Porque é que alguns países ainda carimbam o passaporte?

🗓️ 2026-08-04 📁 technology 📝 ⏱️ 👁️ : -

Quem viaja com frequência já reparou que a experiência na imigração varia bastante de país para país. Enquanto alguns controlos fronteiriços já são totalmente digitais, noutros continua a ouvir-se o característico som do carimbo a marcar uma nova entrada no passaporte.


Mas porque é que esta prática continua a existir numa era de passaportes eletrónicos, reconhecimento facial e bases de dados globais?

O carimbo continua a ter valor legal

Apesar da crescente digitalização, o carimbo continua a ser, em muitos países, uma prova física da data e do local de entrada ou saída do território.

Em diversos Estados, especialmente fora da Europa, este registo continua a ser utilizado para confirmar o cumprimento dos períodos máximos de permanência, verificar a validade de vistos ou servir como elemento de prova em processos administrativos.

Em alguns casos, o carimbo é também uma forma de redundância caso existam falhas nos sistemas eletrónicos de controlo fronteiriço.

Nem todos os países têm sistemas digitais avançados

Embora muitas nações disponham de sistemas modernos de gestão de fronteiras, nem todas possuem infraestruturas capazes de substituir totalmente os registos físicos.

Existem países onde os postos fronteiriços continuam a depender, em maior ou menor grau, dos tradicionais carimbos, quer por questões técnicas, quer por limitações de investimento.

Além disso, alguns governos preferem manter ambos os sistemas em funcionamento para aumentar a segurança e facilitar auditorias.

Questões de segurança e imigração

Os carimbos continuam também a desempenhar um papel importante no combate à imigração ilegal e na fiscalização do cumprimento das regras de permanência.

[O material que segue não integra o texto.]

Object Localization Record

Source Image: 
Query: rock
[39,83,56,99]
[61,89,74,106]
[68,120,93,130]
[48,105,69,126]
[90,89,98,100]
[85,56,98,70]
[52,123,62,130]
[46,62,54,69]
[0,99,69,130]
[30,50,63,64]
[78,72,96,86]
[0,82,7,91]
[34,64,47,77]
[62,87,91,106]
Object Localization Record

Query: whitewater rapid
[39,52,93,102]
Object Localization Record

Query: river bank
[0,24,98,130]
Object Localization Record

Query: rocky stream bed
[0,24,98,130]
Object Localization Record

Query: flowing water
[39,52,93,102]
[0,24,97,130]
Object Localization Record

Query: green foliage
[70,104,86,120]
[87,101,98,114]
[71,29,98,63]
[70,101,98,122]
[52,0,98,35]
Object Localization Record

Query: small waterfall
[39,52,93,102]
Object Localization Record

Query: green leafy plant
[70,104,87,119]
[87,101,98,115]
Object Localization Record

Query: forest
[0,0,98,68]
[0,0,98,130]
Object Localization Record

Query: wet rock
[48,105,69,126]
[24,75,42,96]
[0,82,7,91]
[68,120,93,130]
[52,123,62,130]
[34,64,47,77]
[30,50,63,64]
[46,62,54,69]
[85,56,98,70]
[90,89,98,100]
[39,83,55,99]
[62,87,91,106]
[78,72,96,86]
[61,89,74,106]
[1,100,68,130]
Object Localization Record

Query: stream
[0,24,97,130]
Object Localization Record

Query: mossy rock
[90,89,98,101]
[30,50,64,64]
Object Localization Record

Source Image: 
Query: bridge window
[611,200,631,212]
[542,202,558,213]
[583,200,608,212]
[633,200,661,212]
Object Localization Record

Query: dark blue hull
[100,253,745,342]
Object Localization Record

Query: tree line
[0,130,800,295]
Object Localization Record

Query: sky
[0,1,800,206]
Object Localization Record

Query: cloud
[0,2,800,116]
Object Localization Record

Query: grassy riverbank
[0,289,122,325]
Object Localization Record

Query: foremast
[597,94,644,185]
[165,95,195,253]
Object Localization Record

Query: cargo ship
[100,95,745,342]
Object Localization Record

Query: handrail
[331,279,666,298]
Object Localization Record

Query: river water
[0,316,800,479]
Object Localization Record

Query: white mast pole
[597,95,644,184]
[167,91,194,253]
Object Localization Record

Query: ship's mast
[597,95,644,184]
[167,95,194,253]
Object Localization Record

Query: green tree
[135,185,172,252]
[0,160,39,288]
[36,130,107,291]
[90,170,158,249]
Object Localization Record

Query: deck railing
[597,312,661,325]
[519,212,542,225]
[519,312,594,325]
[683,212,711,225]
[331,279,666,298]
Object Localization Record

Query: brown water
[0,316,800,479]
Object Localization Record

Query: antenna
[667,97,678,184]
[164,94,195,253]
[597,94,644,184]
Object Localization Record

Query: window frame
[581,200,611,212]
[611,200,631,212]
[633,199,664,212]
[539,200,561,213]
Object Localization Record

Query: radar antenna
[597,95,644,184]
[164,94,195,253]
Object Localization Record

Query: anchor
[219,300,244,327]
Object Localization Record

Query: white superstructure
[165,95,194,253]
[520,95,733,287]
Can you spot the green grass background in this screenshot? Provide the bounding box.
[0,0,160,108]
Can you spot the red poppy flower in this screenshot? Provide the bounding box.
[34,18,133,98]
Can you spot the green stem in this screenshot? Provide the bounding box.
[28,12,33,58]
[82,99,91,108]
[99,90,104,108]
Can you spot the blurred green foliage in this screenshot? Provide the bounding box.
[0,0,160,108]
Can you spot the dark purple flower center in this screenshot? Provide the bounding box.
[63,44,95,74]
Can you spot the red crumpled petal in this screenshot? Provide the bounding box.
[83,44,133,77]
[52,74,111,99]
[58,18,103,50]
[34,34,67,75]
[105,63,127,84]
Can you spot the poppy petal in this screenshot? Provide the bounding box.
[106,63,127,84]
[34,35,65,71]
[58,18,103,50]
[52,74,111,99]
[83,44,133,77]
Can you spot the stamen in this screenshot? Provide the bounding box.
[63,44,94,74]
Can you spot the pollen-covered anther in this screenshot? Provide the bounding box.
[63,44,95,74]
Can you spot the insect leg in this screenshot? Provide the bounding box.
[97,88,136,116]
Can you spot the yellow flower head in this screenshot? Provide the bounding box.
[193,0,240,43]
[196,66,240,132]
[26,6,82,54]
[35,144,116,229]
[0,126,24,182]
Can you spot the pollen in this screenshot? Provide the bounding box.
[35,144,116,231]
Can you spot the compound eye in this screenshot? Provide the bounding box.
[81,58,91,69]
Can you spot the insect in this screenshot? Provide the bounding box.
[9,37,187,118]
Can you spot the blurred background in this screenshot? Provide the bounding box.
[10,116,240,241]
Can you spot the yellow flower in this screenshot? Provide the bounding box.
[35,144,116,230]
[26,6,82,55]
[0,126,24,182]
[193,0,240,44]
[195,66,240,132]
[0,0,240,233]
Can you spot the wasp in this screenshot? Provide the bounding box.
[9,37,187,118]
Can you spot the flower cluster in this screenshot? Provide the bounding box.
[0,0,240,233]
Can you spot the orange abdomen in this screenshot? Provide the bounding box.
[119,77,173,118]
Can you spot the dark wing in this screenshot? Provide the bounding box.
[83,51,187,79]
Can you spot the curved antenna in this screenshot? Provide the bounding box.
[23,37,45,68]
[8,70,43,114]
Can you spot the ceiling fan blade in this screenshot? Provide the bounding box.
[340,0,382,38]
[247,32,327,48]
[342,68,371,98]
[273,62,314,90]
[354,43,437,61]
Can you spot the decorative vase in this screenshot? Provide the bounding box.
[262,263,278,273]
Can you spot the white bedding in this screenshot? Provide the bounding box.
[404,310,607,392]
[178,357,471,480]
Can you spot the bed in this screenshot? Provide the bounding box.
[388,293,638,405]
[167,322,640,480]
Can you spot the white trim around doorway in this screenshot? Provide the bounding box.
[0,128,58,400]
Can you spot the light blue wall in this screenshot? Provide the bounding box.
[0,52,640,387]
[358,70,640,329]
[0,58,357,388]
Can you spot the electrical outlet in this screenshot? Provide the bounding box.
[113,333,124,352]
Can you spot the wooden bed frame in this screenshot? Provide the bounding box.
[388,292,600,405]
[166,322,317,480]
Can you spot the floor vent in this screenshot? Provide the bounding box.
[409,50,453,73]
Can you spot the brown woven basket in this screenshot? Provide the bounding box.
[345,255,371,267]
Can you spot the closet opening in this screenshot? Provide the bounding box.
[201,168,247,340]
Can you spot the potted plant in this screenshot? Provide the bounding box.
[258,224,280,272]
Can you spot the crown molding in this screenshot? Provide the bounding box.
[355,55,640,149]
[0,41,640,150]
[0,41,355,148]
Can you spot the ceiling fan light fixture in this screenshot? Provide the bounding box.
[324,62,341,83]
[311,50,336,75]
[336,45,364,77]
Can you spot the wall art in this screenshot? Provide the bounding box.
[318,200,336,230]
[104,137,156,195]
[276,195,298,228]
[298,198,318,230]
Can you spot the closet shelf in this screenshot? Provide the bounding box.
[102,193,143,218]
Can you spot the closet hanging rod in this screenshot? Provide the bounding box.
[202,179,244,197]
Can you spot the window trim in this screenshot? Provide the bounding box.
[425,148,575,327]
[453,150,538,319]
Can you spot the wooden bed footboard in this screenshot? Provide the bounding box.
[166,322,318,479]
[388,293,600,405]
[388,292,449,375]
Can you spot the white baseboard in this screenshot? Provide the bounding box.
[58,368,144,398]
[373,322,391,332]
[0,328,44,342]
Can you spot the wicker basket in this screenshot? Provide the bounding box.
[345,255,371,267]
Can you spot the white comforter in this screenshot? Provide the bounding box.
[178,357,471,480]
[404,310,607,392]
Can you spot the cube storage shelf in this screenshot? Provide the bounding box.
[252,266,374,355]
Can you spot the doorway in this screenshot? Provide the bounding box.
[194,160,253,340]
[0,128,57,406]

Mesmo quando existem bases de dados digitais, um registo físico pode facilitar verificações rápidas por parte de agentes fronteiriços de outros países ou autoridades locais.

Em algumas regiões do mundo, onde a partilha internacional de informação é limitada, o passaporte continua a ser a principal fonte de informação sobre o histórico de viagens do titular.

O Espaço Schengen já está a abandonar os carimbos

Na Europa, a tendência é precisamente a oposta. Desde a entrada em funcionamento do Sistema Europeu de Entrada/Saída (EES), os nacionais de países terceiros que entram no Espaço Schengen passam a ser registados digitalmente através dos dados do passaporte, fotografia facial e impressões digitais, eliminando a necessidade dos tradicionais carimbos.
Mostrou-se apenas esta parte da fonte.